Image: 'Cuando las calles á solas (When the streets are alone,' by Oiluj Samall Zeid

[Image: “Cuando las calles á solas (When the streets are alone),” by Oiluj Samall Zeid. (Found it on Flickr, and used here under a Creative Commons license — thank you!)]

From whiskey river:

Nobody speaks to me. People fall in love with me, and annoy me and distress me and flatter me and excite me and — and all that sort of thing. But no one speaks to me. I sometimes think that no one can.

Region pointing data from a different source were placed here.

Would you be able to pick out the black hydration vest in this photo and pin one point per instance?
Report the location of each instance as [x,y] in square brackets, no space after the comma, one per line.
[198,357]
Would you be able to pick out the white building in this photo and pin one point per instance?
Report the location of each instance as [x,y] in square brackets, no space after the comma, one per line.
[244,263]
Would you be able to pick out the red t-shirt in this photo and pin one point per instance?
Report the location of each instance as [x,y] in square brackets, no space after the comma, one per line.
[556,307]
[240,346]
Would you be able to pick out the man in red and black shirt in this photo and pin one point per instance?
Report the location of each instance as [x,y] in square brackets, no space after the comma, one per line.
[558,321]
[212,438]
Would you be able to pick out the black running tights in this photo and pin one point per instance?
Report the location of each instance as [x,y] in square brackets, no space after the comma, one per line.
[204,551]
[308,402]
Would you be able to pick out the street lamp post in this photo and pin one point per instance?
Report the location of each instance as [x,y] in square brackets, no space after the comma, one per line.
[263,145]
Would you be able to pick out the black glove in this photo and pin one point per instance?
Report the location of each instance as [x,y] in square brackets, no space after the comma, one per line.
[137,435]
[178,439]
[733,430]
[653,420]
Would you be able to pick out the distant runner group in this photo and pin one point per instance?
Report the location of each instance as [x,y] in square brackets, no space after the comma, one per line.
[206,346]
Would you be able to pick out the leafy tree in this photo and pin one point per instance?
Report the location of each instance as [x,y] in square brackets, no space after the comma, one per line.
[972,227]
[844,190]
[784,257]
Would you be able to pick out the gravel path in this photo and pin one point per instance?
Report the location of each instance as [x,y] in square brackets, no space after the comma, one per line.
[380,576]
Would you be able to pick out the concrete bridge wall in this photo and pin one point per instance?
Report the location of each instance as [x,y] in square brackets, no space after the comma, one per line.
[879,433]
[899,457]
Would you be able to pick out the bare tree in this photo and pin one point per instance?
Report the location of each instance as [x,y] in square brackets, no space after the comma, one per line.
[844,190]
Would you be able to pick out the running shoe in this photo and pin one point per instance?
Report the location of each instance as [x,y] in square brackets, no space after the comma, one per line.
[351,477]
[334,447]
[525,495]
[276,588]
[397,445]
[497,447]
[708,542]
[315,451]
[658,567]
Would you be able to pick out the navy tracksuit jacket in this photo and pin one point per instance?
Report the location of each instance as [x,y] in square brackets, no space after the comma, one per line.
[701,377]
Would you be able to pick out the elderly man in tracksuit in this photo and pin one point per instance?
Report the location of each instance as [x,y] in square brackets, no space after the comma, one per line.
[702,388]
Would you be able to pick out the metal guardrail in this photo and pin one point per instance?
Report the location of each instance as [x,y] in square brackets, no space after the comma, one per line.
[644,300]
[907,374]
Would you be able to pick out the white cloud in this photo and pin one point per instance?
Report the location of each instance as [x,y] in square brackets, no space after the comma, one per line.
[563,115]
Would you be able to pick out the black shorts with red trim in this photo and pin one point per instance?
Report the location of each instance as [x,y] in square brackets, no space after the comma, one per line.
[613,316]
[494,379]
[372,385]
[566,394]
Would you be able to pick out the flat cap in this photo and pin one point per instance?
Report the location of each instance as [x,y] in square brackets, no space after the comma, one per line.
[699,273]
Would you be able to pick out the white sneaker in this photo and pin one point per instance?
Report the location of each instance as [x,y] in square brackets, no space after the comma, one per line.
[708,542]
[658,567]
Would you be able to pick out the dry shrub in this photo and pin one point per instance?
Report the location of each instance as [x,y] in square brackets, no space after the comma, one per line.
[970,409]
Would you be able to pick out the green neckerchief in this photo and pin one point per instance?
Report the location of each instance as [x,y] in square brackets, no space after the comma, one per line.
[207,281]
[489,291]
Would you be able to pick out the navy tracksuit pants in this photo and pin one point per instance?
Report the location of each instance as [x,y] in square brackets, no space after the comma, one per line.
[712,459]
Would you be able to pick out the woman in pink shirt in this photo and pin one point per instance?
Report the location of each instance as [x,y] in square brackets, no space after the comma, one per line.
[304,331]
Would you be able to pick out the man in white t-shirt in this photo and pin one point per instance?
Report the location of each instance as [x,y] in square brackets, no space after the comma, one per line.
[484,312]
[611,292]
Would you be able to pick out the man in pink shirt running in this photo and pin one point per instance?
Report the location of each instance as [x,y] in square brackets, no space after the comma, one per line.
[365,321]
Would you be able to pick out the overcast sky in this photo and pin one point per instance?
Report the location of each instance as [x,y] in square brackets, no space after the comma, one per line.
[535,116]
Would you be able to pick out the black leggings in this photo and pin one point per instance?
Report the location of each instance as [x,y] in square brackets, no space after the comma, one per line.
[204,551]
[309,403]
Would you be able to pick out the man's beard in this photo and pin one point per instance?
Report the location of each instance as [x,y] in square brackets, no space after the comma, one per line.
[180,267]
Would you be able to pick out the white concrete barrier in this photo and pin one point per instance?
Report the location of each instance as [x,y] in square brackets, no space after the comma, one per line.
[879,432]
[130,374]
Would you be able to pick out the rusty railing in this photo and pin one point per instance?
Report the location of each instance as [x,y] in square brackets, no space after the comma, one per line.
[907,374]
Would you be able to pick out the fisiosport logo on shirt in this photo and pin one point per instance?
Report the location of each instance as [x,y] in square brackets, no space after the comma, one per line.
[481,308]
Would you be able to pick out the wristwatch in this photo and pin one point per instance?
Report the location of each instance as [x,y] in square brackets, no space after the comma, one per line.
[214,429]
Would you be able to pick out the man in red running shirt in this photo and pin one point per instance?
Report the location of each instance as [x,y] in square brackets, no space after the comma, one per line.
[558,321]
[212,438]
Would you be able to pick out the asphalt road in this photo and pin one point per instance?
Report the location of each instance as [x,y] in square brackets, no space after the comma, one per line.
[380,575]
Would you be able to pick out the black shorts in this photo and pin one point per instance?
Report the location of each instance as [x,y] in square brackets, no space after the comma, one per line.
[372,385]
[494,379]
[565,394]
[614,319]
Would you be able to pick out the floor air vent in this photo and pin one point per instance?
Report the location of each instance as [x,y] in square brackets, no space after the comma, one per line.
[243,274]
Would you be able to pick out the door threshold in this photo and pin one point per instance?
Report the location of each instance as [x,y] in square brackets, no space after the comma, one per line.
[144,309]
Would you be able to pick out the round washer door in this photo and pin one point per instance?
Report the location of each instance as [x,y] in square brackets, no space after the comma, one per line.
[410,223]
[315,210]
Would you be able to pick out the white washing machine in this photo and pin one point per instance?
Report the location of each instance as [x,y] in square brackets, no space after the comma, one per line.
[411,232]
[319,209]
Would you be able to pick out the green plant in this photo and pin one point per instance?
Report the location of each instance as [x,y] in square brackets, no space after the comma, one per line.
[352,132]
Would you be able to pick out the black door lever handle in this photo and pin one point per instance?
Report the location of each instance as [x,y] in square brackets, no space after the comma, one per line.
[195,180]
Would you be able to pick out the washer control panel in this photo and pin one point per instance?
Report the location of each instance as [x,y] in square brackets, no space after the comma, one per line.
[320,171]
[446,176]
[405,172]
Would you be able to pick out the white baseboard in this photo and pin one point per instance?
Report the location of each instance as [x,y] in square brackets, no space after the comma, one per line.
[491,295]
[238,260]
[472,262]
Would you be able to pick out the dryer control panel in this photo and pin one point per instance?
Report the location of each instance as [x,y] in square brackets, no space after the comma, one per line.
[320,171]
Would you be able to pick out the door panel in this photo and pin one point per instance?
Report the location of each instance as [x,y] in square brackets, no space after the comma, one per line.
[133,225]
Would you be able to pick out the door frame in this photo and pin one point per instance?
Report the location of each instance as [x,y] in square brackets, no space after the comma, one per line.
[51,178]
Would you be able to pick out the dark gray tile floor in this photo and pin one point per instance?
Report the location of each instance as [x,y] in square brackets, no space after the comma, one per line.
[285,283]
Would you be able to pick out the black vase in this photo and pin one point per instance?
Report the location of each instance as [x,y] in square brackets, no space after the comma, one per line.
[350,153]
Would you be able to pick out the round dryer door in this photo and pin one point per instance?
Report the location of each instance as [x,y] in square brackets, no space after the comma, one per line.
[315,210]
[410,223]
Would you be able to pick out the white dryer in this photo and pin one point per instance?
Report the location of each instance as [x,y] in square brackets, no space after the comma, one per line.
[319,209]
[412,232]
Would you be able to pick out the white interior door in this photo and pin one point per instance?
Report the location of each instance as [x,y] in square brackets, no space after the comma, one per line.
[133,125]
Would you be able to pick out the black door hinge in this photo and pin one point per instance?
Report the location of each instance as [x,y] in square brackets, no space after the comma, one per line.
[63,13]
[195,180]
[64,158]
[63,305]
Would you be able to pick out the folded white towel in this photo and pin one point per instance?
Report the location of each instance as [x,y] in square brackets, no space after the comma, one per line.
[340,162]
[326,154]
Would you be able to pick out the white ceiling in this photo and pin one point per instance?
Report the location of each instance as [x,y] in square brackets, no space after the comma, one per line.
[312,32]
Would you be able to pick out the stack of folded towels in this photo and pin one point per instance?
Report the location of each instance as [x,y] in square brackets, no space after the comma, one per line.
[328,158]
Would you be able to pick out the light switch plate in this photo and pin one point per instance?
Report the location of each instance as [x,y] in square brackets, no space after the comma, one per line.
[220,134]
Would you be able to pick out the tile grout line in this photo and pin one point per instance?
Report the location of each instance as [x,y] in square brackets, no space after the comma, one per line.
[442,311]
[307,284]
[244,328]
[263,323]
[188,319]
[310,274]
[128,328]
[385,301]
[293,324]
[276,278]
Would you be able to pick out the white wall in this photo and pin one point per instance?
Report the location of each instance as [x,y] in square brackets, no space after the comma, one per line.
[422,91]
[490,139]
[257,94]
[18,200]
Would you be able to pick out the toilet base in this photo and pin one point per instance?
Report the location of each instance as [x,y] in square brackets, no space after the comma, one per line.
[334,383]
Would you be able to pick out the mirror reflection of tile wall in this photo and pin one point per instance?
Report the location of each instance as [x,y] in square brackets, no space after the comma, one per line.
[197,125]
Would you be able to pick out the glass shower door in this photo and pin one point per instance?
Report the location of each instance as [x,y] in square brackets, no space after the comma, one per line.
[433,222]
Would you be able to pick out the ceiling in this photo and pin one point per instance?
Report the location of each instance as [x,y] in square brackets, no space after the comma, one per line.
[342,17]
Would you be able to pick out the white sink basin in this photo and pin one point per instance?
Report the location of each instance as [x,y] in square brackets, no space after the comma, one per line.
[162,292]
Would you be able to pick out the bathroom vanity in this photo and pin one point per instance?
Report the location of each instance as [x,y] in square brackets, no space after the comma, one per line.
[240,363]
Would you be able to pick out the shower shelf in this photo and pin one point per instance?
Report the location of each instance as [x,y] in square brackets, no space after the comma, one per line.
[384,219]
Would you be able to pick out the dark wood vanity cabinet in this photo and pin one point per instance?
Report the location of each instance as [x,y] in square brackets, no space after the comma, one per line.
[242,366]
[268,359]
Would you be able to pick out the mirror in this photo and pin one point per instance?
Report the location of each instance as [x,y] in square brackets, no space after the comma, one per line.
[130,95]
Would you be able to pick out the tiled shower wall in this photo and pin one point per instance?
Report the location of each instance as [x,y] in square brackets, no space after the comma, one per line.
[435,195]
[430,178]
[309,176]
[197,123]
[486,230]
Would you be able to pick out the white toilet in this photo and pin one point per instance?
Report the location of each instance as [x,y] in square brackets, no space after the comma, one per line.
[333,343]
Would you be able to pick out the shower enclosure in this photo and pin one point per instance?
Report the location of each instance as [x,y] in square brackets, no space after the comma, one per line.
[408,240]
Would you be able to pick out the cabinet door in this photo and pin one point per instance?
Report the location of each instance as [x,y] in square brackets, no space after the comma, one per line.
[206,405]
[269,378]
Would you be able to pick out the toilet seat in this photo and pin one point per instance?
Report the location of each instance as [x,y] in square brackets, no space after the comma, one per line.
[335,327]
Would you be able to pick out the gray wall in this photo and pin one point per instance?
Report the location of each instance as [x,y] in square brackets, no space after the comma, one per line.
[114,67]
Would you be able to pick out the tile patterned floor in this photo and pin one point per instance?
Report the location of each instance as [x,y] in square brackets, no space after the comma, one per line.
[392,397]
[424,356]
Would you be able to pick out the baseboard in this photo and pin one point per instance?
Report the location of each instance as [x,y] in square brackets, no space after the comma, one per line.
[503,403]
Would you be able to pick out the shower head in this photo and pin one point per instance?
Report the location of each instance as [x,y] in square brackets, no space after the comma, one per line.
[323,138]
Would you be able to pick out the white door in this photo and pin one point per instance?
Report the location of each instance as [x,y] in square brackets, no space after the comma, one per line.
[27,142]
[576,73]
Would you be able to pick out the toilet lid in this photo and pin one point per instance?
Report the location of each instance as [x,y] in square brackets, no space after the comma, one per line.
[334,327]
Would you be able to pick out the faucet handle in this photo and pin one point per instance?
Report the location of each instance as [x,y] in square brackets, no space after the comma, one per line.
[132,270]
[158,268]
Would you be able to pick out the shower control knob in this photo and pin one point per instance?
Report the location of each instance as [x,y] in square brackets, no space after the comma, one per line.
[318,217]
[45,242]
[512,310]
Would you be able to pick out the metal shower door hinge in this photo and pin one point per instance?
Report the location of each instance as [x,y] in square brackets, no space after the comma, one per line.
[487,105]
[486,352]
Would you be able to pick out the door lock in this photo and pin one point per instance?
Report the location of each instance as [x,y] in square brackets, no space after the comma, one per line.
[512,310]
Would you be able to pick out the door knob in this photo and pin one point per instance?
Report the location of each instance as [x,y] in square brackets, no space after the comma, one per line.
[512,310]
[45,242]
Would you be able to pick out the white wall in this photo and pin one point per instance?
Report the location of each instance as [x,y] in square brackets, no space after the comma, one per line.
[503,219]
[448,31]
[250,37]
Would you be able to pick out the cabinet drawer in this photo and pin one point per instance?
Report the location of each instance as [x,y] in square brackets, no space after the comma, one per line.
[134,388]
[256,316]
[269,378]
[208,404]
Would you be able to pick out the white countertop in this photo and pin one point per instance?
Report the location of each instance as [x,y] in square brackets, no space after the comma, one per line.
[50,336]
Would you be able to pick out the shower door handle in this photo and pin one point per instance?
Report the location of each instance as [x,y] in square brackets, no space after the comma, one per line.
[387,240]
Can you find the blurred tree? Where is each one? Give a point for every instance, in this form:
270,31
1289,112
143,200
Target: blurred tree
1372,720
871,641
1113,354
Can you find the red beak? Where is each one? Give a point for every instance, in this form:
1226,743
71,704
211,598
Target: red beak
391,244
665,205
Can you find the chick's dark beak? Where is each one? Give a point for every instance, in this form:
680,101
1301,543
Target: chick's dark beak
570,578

(Edna St. Vincent Millay [source])

and:

Mum Is The Word

The League of Quiet Persons meets
monthly. Its quarters are a cavernous
warehouse away from traffic. Its
business is not to discuss business.
Minutes are read silently and tacitly approved.
Members listen to rain argue with corrugated
iron, a furnace with itself. Glances
are learnéd. It is not so much refuge
from noise the members seek in such company
as implicit permission not to speak,
not to answer or to answer for,
not to pose, chat, persuade, or expound.

Podium and gavel have been banned,
indeed are viewed as weaponry.
A microphone? The horror.
Several Quiet Persons interviewed
had no comment. A recorded voice
at the main office murmured only, “You
have reached the League of Quiet
Persons. After the tone, listen.”

(Hans Ostrom [source])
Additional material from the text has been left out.